Mai 01 2013

Géorgie (28 avril – 1er mai)

Du 28 avril au 1er mai, j’ai participé au 83ème séminaire Rose-Roth de l’Assemblée parlementaire de l’OTAN qui se tenait à Tbilisi sur la situation géopolitique et les enjeux de l’intégration euro-atlantique pour le Caucase du Sud. Ce séminaire fut aussi l’occasion pour moi de découvrir ce petit pays de 4, 6  millions d’habitants et de rencontrer notre petite communauté française

Pendant ce court séjour, je vais aller de surprise en surprise. Tbilisi d’abord, ville que j’imaginais ressembler à la plupart de ces capitales de ces ex Républiques soviétiques, d’une architecture triste et banale. En fait il n’en est rien, et Tbilisi est un enchantement. Une ville noyée dans la verdure, nichée dans un écrin de collines verdoyantes, de magnifiques bâtiments du 18ème, des églises superbes, et partout une ferveur étonnante (peut-être était-ce lié à mon arrivée  un dimanche des Rameaux orthodoxe, mais il était vraiment impressionnant de voir toutes les églises archi-combles,  et la ferveur incroyable des Géorgiens, faisant la queue patiemment pour acheter une brassée de rameux sur des petits marchés improvisés avant d’aller les faire bénir.

Le peuple géorgien est aussi particulièrement attachant, par sa spontanéité, sa gentillesse naturelle, et, encore plus important à mes yeux, sa francophilie. L’on sent ici cet attachement à une certaine idée de la France, et une vraie reconnaissance à Nicolas Sarkozy qui, en tant que président de l’Union européenne en août 2008 a su jouer le rôle de médiateur permettant de résoudre le violent conflit entre la Géorgie et la Russie sur la question de l’Ossétie du Sud et de l’Abkhazie

  1. 1. « Géopolitique, intégration euro-atlantique et défis intérieurs dans le Caucase-Sud »

Mais le plus surprenant pour moi viendra à l’occasion de ce séminaire de l’Assemblée parlementaire de l’OTAN où j’ai pu observer à la fois le fonctionnement assez innovant de cette cohabitation entre le Président Mikheil Saakachvili et le gouvernement dirigé par Bidzina Ivanishvili, Premier Ministre de nationalité française dont le parti « Rêve Géorgien » avait, avec ses alliés de l’opposition, remporté à la surprise générale, les élections législatives du 1er octobre 2012 avec 54,97% des suffrages. Nous étions alors nombreux à craindre des débordements, un blocage institutionnel et politique, d’autant que la nationalité géorgienne avait été retirée à Ivanishvili 4 jours après qu’il ait déclaré sa volonté d’entrer en politique en octobre 2011. Après tout la Géorgie n’était qu’une toute récente démocratie, indépendante depuis 1991 mais en proie à une certaine anarchie jusqu’à la célèbre Révolution des roses de 2003 qui avait conduit au pouvoir Saakachvili l’année suivante.

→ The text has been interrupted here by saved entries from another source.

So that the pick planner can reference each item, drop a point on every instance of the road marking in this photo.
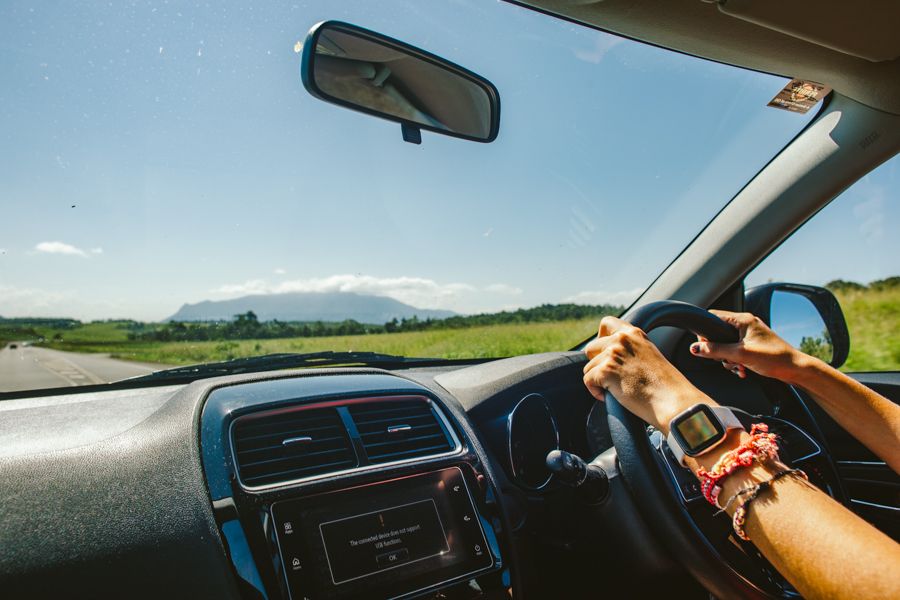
(69, 371)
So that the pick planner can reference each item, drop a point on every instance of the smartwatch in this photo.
(699, 429)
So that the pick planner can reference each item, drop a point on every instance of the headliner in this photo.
(851, 46)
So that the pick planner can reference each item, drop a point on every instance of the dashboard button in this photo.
(392, 558)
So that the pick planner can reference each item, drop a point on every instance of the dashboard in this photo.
(335, 483)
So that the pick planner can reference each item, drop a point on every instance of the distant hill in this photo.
(308, 306)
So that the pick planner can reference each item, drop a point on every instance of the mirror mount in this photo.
(758, 300)
(377, 75)
(411, 133)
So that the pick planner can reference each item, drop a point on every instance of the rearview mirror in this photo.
(807, 317)
(371, 73)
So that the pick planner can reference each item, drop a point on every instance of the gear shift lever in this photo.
(590, 481)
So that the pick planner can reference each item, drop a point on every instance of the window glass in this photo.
(852, 248)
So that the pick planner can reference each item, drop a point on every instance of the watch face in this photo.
(697, 429)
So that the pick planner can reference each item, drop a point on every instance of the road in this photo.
(28, 367)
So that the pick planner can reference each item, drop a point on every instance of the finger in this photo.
(735, 319)
(596, 390)
(735, 368)
(596, 346)
(716, 351)
(609, 325)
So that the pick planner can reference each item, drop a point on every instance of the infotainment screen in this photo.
(383, 540)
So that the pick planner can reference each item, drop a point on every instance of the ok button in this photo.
(394, 557)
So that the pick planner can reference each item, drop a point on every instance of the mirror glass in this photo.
(796, 319)
(360, 70)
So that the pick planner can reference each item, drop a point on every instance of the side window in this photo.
(852, 247)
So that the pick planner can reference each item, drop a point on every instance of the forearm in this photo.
(822, 548)
(865, 414)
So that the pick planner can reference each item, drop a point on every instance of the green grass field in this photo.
(474, 342)
(873, 317)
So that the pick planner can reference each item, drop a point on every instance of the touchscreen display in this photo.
(382, 540)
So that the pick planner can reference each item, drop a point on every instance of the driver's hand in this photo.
(624, 361)
(759, 349)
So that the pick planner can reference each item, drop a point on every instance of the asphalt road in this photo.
(28, 367)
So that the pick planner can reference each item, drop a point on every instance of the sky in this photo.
(159, 153)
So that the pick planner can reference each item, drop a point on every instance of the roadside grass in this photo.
(873, 318)
(475, 342)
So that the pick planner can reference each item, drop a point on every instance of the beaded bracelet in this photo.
(760, 448)
(740, 515)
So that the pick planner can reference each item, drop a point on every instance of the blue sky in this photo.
(166, 153)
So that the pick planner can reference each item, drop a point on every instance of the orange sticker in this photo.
(799, 95)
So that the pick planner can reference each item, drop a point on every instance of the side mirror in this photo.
(806, 316)
(380, 76)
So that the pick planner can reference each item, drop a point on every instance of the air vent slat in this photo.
(275, 440)
(381, 424)
(290, 429)
(434, 436)
(300, 472)
(263, 458)
(397, 430)
(413, 452)
(317, 442)
(304, 457)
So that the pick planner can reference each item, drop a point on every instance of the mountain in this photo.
(308, 306)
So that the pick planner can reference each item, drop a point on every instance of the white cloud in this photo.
(18, 302)
(605, 297)
(603, 44)
(417, 291)
(870, 215)
(502, 288)
(64, 248)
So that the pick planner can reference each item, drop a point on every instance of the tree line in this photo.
(248, 326)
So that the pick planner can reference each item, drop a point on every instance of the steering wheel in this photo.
(650, 484)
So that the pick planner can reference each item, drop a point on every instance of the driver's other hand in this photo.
(624, 361)
(759, 348)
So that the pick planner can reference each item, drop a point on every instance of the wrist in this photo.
(677, 401)
(804, 368)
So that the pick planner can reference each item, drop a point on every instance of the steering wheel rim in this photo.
(653, 495)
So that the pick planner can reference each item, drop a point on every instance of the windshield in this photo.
(172, 195)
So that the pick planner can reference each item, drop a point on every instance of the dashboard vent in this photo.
(285, 446)
(399, 430)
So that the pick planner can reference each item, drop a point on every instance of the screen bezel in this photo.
(688, 414)
(488, 541)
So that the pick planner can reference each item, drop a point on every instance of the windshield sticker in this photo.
(799, 95)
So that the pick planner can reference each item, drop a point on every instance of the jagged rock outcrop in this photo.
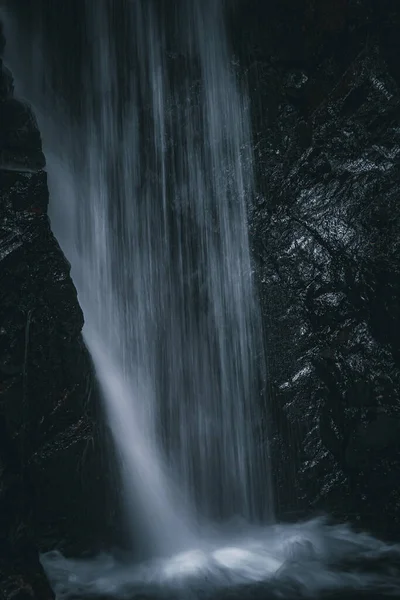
(50, 468)
(325, 231)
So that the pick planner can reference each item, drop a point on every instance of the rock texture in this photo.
(325, 231)
(50, 471)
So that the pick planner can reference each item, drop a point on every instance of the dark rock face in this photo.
(325, 232)
(49, 459)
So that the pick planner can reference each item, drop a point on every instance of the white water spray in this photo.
(149, 181)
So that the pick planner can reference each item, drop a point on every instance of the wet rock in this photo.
(325, 229)
(50, 463)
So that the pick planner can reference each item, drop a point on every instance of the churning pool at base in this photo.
(289, 561)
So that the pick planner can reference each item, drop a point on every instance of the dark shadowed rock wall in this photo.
(52, 477)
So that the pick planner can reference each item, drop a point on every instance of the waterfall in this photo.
(150, 178)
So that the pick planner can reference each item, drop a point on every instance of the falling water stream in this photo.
(150, 179)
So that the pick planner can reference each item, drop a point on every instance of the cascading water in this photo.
(156, 173)
(150, 173)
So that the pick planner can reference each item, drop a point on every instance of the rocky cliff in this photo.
(324, 79)
(50, 470)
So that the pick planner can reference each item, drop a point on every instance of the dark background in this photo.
(323, 77)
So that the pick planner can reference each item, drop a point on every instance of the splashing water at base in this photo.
(283, 561)
(152, 185)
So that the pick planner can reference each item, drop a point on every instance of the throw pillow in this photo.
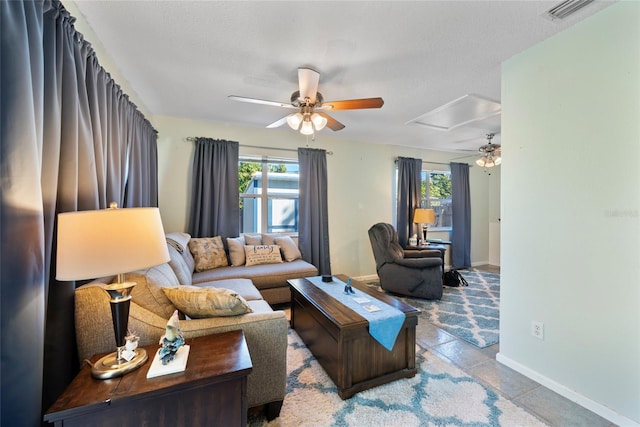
(253, 239)
(236, 250)
(269, 238)
(288, 247)
(197, 302)
(263, 254)
(208, 253)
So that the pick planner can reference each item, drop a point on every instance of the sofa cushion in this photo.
(263, 276)
(208, 253)
(236, 250)
(148, 290)
(179, 266)
(243, 287)
(180, 241)
(197, 302)
(253, 239)
(270, 238)
(289, 249)
(263, 254)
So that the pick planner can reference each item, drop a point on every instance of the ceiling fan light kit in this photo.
(491, 153)
(307, 100)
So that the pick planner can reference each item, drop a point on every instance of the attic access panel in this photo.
(464, 110)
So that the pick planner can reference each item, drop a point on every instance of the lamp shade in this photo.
(106, 242)
(424, 216)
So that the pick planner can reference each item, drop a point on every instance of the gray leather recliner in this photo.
(414, 273)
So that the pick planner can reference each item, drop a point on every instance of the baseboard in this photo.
(564, 391)
(368, 278)
(477, 263)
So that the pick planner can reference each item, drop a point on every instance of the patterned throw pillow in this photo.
(236, 250)
(263, 254)
(288, 247)
(208, 253)
(197, 302)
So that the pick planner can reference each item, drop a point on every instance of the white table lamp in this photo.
(99, 243)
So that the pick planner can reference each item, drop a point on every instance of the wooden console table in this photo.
(211, 391)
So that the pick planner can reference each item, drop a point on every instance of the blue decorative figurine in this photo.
(172, 339)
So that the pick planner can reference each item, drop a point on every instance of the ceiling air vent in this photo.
(566, 8)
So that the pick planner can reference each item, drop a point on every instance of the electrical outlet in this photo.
(537, 329)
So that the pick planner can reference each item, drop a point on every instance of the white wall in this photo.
(570, 192)
(360, 177)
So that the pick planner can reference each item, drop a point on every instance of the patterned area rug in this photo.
(439, 395)
(470, 313)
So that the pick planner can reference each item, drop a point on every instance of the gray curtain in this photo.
(461, 216)
(64, 141)
(215, 208)
(313, 229)
(408, 197)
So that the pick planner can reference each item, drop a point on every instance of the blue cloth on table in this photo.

Mais  la maturité démocratique dans cette toute jeune démocratie  nous avait agréablement surpris, Saakachvili reconnaissant sa défaite et permettant à Ivanishvili, sinon de recouvrer sa nationalité géorgienne, au moins de gouverner avec sa nouvelle citoyenneté française. Une nouvelle forme de cohabitation qui « commence à marcher » selon plusieurs intervenants au séminaire et qui revivifient la démocratie

(photo avec ministre des affaires étrangères, Madame Maïa Panjikidze)

Certes notre séminaire verra des joutes et affrontements verbaux entre majorité et opposition géorgiennes, mais tous les parlementaires géorgiens présents se retrouveront sur la ligne de l’intérêt général, qui pour eux est le rattachement de la Géorgie à l’OTAN afin de préserver sa stablité et de consolider ses institutions démocratiques. Une ambition aussi louable que légitime, comme l’ont reconnu les chefs d’Etat et de gouvernement des pays membres en 2008 à Bucarest. Après tout la Géorgie, alors que son PIB par habitant est 5 fois inférieur à celui de la moyenne des pays de l’Union européenne est de loin le premier fournisseur de troupes à l’OTAN en Afghanistan, avec 1600 soldats intégrés à la Force internationale d’assistance à la sécurité (FIAS), plus  que 22 pays membres de l’OTAN !

Ce pays, dans des circonstances et un environnement géopolitique difficiles, a su faire preuve d’une maturité et d’une bonne gouvernance exceptionnelles. Les progrès sont aussi réels qu’exemplaires, avec une réduction significative de la corruption, de la délinquance et de la criminalité organisée, une consolidation des institutions étatiques, et un arsenal de réformes innovantes.

En matière économique, la crédibilité géorgienne est incontestable. Comme je le soulignais en introduction de la Table-Ronde que j’ai eu l’honneur de présider, et à laquelle participaient le ministre de l’économie actuel, son prédécesseur au gouvernement Kakha Bendukidze,  ainsi que la présidente de la Chambre de commerce américaine en Géorgie Sarah Williamson,  ce pays pourrait servir de modèle à beaucoup d’autres : avec une progression annuelle de 6à 7%, un programme ambitieux de privatisations, de diminution de la bureaucratie et des charges fiscales, le pays est passé de la 112ème place à la 16ème dans les rapports « Doing Business » de la Banque mondiale entre 2005 et 2012, cette dernière l’ayant déjà désigné à deux reprises, en 2006 et 2008 comme « premier réformateur de l’année »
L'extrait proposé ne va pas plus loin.